Neu war zudem, dass die Helden das Spielbrett fast wie bei einem Open-World-Abenteuer nach Lust und Laune durchstreifen konnten. Es gab zwar durchnummerierte Felder, doch auf diesen konnte man sich frei bewegen. Wie gesagt, so etwas gab es vorher noch nicht, und schon gar nicht bei einem »Familienverlag« wie Kosmos.

Das Spiel ist auch heute noch spannend und anders als vor rund zehn Jahren muss man nicht jeweils ein Jahr warten, um neue Legenden spielen zu können. Es gibt ja bereits unzählige Veröffentlichungen. Wer ein Kampagnen-Spiel »Bingen« möchte, kommt hier voll auf ihre oder seine Kosten.

Spielszene (Die Legenden von Andor)
© Kosmos

Alleine, dass es so viele Andor-Produkte gibt, spricht ja für die Qualität des Spiels. Welches Brettspiel hat eine Dekade nach seinem Erscheinen schon eine Community, die selbst Comics zum Spiel kauft?

Die Legenden von Andor von Michael Menzel, Kosmos, für 2-4 Personen ab 10 Jahren.

Detective: Ein Krimi-Brettspiel

Die Legenden von Andor war in unseren Breiten das erste extrem erfolgreiche Brettspiel, welches sich nach Open World angefühlt hat und auch eine wirklich interessante Geschichte erzählte. Im Lande des »Tatorts« musste das dann ja irgendwann zu einem Krimi-Brettspiel führen.
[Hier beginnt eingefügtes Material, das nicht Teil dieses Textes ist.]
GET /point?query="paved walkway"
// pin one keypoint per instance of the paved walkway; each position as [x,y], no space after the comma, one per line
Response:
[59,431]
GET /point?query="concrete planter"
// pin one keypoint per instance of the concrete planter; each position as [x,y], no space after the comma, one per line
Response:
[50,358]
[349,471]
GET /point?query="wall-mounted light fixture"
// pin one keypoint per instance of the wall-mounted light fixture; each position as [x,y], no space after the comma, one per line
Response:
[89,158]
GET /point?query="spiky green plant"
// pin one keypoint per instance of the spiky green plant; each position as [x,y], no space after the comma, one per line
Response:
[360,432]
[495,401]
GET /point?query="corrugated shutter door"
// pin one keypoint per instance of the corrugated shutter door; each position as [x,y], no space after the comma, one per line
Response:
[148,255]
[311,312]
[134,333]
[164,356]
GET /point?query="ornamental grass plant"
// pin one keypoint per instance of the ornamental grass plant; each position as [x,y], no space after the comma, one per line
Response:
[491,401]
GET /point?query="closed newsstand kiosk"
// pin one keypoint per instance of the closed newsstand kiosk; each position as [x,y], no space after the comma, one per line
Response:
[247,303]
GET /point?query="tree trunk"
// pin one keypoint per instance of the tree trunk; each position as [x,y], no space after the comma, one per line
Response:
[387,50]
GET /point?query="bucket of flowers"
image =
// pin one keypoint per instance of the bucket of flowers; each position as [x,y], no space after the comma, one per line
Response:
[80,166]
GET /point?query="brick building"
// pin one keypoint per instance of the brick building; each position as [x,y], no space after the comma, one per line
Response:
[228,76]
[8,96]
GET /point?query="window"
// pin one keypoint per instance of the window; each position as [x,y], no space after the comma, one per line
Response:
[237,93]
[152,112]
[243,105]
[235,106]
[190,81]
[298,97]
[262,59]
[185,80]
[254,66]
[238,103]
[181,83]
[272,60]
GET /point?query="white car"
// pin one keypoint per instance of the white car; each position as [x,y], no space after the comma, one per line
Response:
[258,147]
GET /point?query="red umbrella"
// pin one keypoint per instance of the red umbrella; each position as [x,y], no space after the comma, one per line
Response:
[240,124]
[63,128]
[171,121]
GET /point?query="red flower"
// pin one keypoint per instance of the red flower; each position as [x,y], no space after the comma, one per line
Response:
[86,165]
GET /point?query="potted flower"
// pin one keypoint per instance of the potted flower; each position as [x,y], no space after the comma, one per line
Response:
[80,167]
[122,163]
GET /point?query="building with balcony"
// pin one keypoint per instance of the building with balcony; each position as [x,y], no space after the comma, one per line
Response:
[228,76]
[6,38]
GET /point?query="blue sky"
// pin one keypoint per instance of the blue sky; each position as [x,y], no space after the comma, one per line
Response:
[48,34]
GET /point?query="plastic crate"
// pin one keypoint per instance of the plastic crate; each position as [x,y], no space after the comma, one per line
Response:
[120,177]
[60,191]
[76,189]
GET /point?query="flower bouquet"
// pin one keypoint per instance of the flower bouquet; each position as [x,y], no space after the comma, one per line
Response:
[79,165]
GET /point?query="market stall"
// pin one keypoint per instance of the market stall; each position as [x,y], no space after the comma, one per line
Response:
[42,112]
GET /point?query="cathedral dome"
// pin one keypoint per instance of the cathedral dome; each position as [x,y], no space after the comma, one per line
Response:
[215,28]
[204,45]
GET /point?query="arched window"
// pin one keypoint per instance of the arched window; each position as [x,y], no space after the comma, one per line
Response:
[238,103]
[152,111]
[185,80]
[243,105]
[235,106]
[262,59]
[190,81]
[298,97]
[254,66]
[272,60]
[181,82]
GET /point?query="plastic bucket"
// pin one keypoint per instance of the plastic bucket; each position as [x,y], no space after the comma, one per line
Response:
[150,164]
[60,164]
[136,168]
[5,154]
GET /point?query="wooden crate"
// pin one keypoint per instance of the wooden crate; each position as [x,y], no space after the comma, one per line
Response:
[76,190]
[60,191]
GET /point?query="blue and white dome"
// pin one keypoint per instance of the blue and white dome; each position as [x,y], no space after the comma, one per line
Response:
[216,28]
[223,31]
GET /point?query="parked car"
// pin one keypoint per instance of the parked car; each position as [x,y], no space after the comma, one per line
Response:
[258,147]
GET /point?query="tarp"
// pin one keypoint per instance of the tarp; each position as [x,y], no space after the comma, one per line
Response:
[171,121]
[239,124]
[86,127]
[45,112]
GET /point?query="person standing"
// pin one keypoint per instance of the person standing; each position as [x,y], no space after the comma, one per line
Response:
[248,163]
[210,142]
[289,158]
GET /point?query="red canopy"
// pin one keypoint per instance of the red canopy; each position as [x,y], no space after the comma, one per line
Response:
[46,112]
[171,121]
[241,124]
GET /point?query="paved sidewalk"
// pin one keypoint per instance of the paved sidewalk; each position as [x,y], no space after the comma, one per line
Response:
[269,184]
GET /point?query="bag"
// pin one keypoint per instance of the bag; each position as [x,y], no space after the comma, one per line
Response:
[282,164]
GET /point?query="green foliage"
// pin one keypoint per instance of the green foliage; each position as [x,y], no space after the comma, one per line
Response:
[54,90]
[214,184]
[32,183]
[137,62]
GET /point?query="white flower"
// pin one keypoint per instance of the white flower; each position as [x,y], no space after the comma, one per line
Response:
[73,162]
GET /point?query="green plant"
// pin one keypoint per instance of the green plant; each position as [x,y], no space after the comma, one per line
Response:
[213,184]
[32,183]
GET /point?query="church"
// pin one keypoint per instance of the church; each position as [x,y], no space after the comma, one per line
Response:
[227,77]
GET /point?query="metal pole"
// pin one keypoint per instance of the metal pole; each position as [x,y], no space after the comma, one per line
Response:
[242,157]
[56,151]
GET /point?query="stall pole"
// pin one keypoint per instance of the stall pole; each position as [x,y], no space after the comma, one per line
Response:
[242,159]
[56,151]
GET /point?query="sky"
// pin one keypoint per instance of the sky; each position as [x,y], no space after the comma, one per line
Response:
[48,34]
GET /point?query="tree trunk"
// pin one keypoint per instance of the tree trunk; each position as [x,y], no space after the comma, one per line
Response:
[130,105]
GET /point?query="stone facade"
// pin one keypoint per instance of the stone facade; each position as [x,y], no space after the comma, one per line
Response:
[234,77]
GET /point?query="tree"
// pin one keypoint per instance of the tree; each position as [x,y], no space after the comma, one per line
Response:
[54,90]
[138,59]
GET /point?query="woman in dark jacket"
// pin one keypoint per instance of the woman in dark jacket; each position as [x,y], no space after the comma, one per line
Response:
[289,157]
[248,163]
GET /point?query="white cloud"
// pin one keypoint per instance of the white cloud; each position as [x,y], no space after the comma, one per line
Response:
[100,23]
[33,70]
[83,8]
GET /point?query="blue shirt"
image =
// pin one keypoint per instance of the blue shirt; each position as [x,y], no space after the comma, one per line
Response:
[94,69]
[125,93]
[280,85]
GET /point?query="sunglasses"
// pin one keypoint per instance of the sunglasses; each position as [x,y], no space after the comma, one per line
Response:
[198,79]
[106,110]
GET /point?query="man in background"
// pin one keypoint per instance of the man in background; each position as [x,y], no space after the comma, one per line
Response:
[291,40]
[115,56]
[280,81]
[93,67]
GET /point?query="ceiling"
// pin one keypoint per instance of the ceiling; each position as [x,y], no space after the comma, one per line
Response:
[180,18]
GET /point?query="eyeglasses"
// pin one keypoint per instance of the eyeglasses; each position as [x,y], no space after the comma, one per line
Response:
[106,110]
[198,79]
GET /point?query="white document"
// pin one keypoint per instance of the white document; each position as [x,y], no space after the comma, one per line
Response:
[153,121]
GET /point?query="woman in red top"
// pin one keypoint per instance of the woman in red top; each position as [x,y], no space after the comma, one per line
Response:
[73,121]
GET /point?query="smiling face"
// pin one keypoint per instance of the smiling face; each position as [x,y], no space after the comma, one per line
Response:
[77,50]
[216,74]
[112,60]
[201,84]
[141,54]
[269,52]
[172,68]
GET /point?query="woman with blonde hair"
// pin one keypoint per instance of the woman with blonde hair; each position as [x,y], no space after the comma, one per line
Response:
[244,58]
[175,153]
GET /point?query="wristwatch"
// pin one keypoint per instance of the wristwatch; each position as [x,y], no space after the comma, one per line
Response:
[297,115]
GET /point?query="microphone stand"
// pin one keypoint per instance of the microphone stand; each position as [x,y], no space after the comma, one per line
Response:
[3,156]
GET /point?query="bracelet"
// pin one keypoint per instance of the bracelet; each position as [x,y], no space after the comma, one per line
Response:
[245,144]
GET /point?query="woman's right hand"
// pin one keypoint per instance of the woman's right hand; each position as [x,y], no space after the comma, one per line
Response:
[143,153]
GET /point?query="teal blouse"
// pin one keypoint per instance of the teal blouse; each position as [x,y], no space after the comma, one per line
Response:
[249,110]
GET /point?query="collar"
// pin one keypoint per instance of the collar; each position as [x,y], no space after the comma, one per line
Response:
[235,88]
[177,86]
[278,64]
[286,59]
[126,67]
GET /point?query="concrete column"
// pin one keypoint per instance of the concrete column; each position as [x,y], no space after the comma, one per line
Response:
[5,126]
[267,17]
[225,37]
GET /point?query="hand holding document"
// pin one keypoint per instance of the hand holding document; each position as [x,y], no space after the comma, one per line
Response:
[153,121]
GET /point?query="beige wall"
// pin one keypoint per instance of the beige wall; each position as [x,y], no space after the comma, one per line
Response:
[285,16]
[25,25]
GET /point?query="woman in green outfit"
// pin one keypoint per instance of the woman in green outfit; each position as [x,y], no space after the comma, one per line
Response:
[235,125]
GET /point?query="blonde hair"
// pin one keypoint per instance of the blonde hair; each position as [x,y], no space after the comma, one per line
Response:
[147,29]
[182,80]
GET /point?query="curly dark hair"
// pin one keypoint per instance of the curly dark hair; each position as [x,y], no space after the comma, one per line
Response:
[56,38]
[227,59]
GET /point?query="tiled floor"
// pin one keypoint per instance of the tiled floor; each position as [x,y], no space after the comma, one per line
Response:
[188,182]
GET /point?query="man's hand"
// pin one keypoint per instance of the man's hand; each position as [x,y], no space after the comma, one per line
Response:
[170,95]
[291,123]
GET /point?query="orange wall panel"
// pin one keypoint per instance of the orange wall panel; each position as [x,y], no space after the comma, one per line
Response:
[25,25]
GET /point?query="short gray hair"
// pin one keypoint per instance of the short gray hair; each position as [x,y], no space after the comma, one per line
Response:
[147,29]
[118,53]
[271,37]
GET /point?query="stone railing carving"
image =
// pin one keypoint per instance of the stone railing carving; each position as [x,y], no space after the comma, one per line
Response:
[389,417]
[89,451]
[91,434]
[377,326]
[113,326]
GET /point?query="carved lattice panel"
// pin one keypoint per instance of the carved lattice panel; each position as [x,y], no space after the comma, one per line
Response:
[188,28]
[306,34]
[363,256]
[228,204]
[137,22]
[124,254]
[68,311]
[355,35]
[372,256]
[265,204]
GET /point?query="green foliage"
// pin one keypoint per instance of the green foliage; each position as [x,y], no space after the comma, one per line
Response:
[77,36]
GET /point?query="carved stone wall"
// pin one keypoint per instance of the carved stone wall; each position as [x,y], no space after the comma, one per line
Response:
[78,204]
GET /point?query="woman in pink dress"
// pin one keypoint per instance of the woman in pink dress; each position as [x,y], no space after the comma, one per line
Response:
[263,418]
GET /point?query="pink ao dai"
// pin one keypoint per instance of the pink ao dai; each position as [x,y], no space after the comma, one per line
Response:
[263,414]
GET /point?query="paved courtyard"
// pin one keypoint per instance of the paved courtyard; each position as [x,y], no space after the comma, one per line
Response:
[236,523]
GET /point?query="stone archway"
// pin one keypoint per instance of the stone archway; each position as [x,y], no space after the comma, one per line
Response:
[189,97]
Allerdings, das sollten wir hier unbedingt festhalten, stammt dieses letzte Spiel auf unserer Liste gar nicht aus Deutschland, sondern von unserem östlichen Nachbarn. Anscheinend haben die Polen ebenfalls einen Fimmel für Krimis!

Das Spiel wurde von Ignacy Trzewiczek und seinem Team entwickelt und hat es in sich. Fünf intensive Fälle gilt es zu lösen. Die Spielerinnen und Spieler sind als Ermittler unterwegs in Richmond, Virginia und können eigentlich machen, was sie wollen: im Hauptquartier recherchieren, im Labor Untersuchungen anstellen oder »in freier Wildbahn« ermitteln.

Allerdings haben sie nicht unbegrenzt viel Zeit. Unerbittlich tickt die Uhr herunter, allzu viele Überstunden dürfen nicht eingereicht werden und viele Spuren verlaufen im Sande. Wer clever kombiniert, auch mal etwas riskiert und sich nicht vom Hundertsten ins Tausendste verliert, hat die besten Chancen, die vertrackten Fälle zu lösen.

Detective: Ein Krimi-Brettspiel
© Pegasus Spiele/Portal Games

Detective: Ein Krimi-Brettspiel kombiniert narratives Spiel, bei dem es sehr viel vorzulesen gibt, und freies Ermitteln, bei dem es auf logisches Kombinieren ankommt, mit einer digitalen Komponente. Die Ermittler haben nämlich Zugriff auf eine Polizeidatenbank, in der Informationen lagern, DNA und Fingerabdrücke abgeglichen werden können und ohne welche die Fälle nicht gelöst werden können.

Das macht dieses Spiel besonders, allerdings auch besonders herausfordernd. Einen richtig entspannten Abend verlebt man mit Detective nicht, dafür fühlt man sich wie mitten in einem amerikanischen Krimi, der eine generationen- und länderübergreifende Geschichte erzählt.

Wie bei Pandemic, Die Crew, The Game und Die Legenden von Andor gibt es mittlerweile weitere Versionen von Detective, inklusive eines Dune-Brettspiels, welches auf dieselben Mechaniken zurückgreift.

Vom Ausflug nach Arrakis würde ich aber erst mal abraten. Bei allen fünf vorgestellten Spielen gilt nämlich: Eigentlich ist das Originalspiel immer das beste, mit den Ablegern kann man sich dann später beschäftigen, wenn man so angefixt ist, dass man nicht genug bekommen kann vom neuen Lieblings-Koop-Spiel.

Detective: Ein Krimi-Brettspiel von Ignacy Trzewiczek, Portal Games/Pegasus Spiele, für 1-5 Personen ab 16 Jahren.